Me sorprende a menudo la paradoja de que para enunciar una realidad terminamos imaginando, creando y usando otras cosas, incluso contrarias o que no tienen nada que ver con lo vivido y que, por arte del lenguaje, incorporamos al relato para expresarnos mejor. La realidad es la que es y no tendría necesidad de ser ayudada para explicarse, sin embargo, nuestros límites de comunicación o comprensión nos hacen a veces enlazar palabras en un nuevo racimo de pensamientos para que luzca mejor lo que contamos. He encontrado una carta de mi madre de hace muchos años, escrita con esa caligrafía redondeada y elegante que siempre me sedujo. En la carta describe como era yo en mis años jóvenes, como ella veía y comprendía mis vivencias de aquella estación primaveral. Leyendo aquellas cuartillas veo el largo camino que me ha conducido hasta aquí, pero lo hago entre renglones, no obstante el ritmo, los adornos y la mirada que mi madre incorporaba a su relato. ¡Qué bonita la forma en que una madre cuenta de un hijo al que quiere! Un verdadero deleite visual, que, como decía antes, hace que la realidad narrada luzca más que la realidad vivida.
De alguna manera, la carta de mi madre encierra esa característica de algunos souvenirs, la de expresar una realidad y a la vez ser parte de la ficción.
Hablando de mi vocación artística y de mis flirteos con la pintura en aquellos primeros años en Florencia, ella me percibía casi como “Alicia en el País de las Maravillas”, me veía como un artista realizado, mientra que la realidad era algo más fragmentada, menos lineal y más terrenal. Sencillamente pintaba porque era un modo de ganarme la vida y, por supuesto, casi nada de lo que pintaba tenía que ver con lo artístico.

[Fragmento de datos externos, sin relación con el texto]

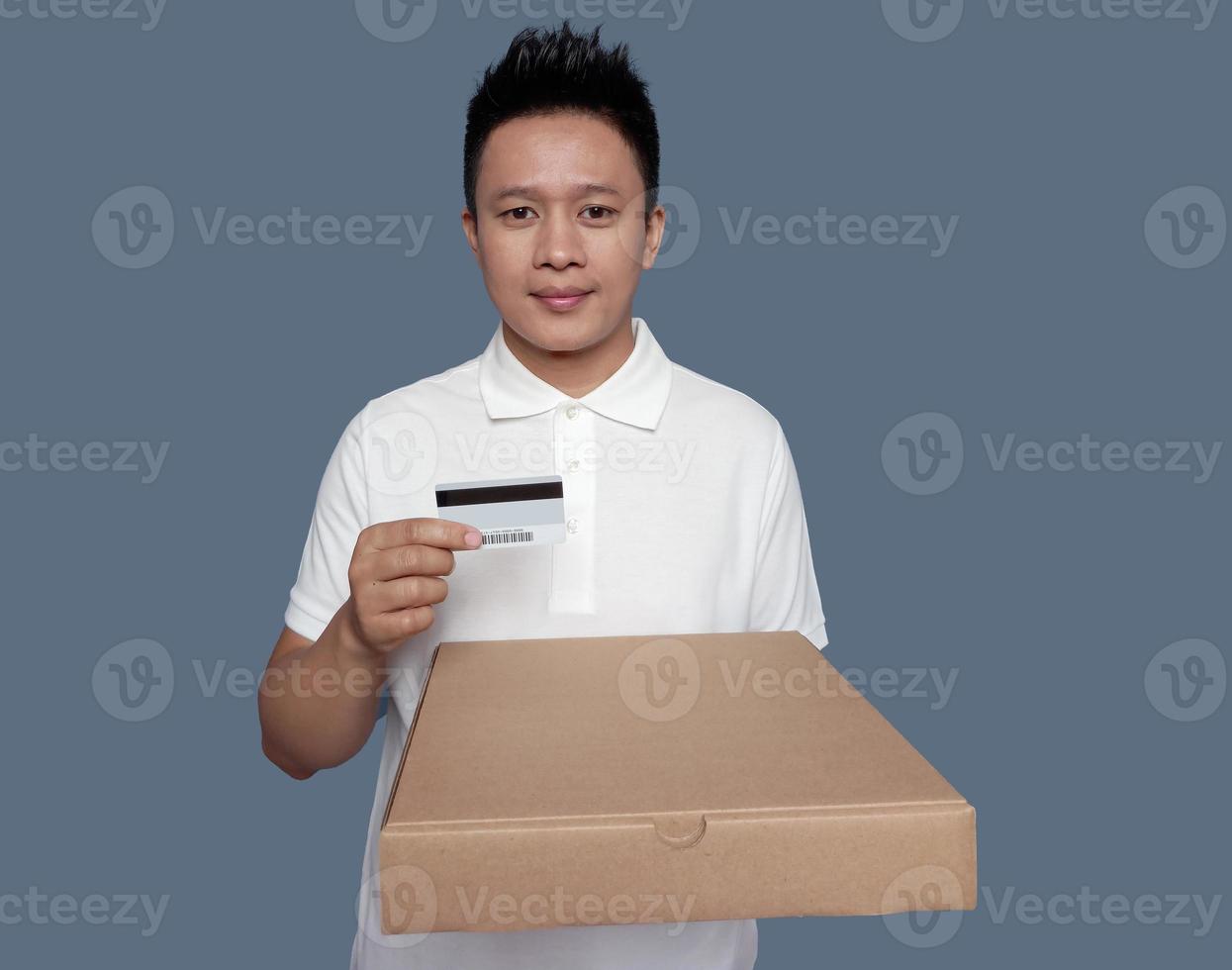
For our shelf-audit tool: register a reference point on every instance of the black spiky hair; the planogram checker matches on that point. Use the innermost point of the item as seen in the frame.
(549, 70)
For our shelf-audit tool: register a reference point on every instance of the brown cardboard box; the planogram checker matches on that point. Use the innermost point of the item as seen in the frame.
(660, 779)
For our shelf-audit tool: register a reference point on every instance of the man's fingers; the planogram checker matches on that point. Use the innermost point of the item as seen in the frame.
(438, 533)
(390, 563)
(408, 592)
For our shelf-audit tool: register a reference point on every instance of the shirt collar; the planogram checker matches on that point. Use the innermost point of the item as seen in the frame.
(636, 393)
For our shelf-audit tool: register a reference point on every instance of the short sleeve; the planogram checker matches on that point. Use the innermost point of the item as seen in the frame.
(340, 514)
(785, 594)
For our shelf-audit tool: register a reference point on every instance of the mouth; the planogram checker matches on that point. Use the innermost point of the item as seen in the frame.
(562, 300)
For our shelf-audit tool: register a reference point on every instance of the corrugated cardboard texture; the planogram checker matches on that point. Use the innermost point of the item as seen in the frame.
(593, 780)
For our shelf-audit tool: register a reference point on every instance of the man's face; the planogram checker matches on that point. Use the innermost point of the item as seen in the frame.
(561, 209)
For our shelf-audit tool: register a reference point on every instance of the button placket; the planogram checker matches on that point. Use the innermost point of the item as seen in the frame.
(573, 561)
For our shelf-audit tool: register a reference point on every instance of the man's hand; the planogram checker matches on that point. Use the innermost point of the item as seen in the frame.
(396, 577)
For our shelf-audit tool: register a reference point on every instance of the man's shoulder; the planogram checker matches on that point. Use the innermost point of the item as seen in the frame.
(717, 403)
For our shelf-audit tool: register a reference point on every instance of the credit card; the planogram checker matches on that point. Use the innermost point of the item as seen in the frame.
(509, 512)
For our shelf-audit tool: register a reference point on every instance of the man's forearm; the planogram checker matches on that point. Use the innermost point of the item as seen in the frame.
(318, 704)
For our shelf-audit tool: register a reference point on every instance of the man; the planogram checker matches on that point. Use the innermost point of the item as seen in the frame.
(683, 504)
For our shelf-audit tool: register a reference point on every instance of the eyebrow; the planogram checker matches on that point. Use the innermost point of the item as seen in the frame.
(529, 191)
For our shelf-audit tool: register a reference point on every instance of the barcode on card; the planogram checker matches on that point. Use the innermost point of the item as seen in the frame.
(508, 535)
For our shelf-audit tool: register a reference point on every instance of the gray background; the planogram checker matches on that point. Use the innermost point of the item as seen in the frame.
(1047, 317)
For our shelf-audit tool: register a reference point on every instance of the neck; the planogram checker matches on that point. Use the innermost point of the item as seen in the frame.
(573, 372)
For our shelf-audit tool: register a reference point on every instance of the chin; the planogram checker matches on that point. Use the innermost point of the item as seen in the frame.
(559, 332)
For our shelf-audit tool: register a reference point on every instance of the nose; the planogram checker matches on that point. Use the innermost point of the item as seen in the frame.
(558, 242)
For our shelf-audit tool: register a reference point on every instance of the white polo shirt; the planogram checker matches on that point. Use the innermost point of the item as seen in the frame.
(684, 516)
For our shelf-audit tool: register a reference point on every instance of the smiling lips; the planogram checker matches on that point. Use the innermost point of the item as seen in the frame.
(561, 297)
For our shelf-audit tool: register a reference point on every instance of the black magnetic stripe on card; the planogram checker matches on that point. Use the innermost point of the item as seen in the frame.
(487, 494)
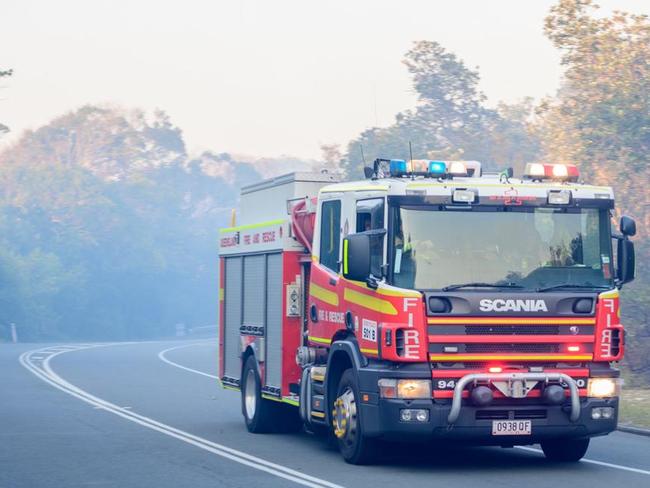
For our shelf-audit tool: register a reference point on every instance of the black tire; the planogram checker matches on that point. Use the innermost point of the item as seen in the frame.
(565, 450)
(258, 415)
(353, 445)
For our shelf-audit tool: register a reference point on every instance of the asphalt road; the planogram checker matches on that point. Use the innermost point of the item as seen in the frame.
(152, 415)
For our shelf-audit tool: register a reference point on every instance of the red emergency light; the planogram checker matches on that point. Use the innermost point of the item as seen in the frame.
(557, 172)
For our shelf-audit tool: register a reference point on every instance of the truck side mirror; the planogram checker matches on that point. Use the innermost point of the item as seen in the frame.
(626, 262)
(627, 226)
(356, 257)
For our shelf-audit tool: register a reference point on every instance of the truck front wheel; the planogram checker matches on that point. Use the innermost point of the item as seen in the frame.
(257, 412)
(355, 447)
(565, 450)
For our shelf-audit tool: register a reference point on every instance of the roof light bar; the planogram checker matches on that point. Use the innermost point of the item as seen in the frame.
(559, 197)
(457, 168)
(556, 172)
(436, 169)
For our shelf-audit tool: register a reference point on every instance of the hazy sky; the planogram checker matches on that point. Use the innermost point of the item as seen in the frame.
(262, 77)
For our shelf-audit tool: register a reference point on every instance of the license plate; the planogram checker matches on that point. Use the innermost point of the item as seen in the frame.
(511, 427)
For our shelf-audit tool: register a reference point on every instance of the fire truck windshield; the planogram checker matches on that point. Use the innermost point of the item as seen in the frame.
(524, 247)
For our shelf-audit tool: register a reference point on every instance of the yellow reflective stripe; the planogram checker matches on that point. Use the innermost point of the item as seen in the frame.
(371, 303)
(483, 357)
(320, 340)
(329, 297)
(275, 399)
(510, 320)
(253, 226)
(370, 351)
(389, 292)
(609, 294)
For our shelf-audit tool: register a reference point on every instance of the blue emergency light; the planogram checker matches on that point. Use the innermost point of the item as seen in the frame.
(437, 167)
(397, 167)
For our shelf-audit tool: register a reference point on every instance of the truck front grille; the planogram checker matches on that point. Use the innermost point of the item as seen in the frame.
(512, 329)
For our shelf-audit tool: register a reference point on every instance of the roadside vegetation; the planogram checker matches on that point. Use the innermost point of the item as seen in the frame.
(634, 407)
(108, 227)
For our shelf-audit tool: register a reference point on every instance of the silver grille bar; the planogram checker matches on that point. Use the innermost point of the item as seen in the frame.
(489, 377)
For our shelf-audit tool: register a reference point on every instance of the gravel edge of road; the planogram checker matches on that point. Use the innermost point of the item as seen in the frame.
(634, 430)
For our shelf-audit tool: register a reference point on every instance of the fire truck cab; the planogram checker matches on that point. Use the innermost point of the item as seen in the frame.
(428, 301)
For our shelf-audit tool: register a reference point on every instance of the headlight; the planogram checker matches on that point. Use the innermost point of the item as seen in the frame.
(602, 387)
(407, 389)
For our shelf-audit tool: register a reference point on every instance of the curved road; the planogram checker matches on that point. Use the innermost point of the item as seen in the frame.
(152, 414)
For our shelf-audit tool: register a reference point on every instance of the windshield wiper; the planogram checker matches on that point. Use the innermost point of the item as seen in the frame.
(481, 285)
(570, 285)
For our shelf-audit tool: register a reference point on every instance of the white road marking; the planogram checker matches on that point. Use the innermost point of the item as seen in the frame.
(593, 461)
(45, 373)
(161, 356)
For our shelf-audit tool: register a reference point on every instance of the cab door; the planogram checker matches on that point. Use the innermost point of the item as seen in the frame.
(325, 315)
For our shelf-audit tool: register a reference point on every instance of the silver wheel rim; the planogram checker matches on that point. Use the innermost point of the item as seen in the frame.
(344, 417)
(250, 395)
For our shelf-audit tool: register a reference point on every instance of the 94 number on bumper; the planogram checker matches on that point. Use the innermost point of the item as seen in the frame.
(511, 427)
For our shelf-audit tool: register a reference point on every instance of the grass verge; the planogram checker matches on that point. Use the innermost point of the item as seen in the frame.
(635, 408)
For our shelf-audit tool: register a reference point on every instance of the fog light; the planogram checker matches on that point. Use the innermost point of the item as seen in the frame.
(463, 196)
(604, 413)
(602, 387)
(414, 415)
(554, 394)
(482, 395)
(607, 412)
(407, 389)
(422, 415)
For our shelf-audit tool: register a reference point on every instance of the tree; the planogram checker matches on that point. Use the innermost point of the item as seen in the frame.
(450, 120)
(600, 120)
(332, 157)
(108, 228)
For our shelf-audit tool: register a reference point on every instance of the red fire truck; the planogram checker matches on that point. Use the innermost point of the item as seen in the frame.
(431, 300)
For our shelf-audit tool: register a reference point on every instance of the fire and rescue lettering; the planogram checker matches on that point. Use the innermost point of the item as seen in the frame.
(249, 239)
(606, 333)
(411, 344)
(331, 316)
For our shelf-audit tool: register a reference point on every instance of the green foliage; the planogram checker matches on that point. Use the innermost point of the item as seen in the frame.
(601, 121)
(109, 230)
(450, 121)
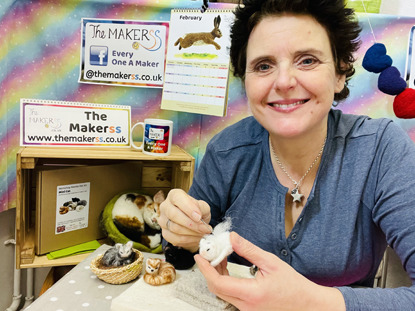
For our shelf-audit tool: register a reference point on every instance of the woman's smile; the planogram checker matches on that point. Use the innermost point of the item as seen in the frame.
(291, 86)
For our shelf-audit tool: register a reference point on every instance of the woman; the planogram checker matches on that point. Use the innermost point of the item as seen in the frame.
(314, 195)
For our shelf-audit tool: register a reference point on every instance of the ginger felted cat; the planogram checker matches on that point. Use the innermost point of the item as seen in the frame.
(135, 215)
(159, 272)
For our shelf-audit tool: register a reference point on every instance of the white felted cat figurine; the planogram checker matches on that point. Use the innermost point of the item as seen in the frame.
(216, 246)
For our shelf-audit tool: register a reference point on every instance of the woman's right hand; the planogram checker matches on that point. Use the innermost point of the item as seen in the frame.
(181, 220)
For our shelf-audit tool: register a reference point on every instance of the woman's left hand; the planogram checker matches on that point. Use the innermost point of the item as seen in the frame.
(276, 286)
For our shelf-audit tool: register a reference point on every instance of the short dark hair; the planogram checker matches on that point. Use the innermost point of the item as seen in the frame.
(340, 23)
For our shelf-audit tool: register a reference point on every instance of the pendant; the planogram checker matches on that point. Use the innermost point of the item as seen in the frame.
(297, 196)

La realidad a veces es una invención. Cuando uno lee o escucha una palabra se activa en el cerebro un marco y este filtra de todo y se adecua a nuestra visión del mundo. Leyendo la carta de mi madre comprendo las aspiraciones de felicidad hacia mí en aquellos años. El deseo que siempre tuvo de darme una existencia feliz le hacía ver en cada experiencia mía la esperanza de que así fuera. Sin embargo, yo recuerdo algunos momentos de aquellos años como un sueño agitado en busca de un camino, no como una meta brillante donde había conseguido llegar para dormirme en los laureles. Llevaba un diario en aquel tiempo que me ayudaba a realizar un seguimiento de mis progresos, y me servía también para plasmar mis pensamientos y sentimientos. En el diario las vivencias se convertían en palabras y éstas en hechos. Hablar conmigo mismo, sinceramente, siempre me ayudó a responsabilizarme, a contrastar lo que otros veían con mi visión personal, a dirigir mis acciones.
Me viene en estos instantes a la mente un pensamiento de Anna Freud: “Me he pasado la vida buscando confianza y fuerza en el exterior cuando todo estaba dentro de mí”. Los contrastes entre el mito personal y la realidad práctica pueden darnos algún que otro disgusto. La imagen que proyectaba en mi madre y la que yo tenía de mi mismo no eran iguales. El esfuerzo por no apartarme de la realidad y hablarme siempre sinceramente me ayudó a progresar tanto como el cariño de mi madre. Necesitaba los dos.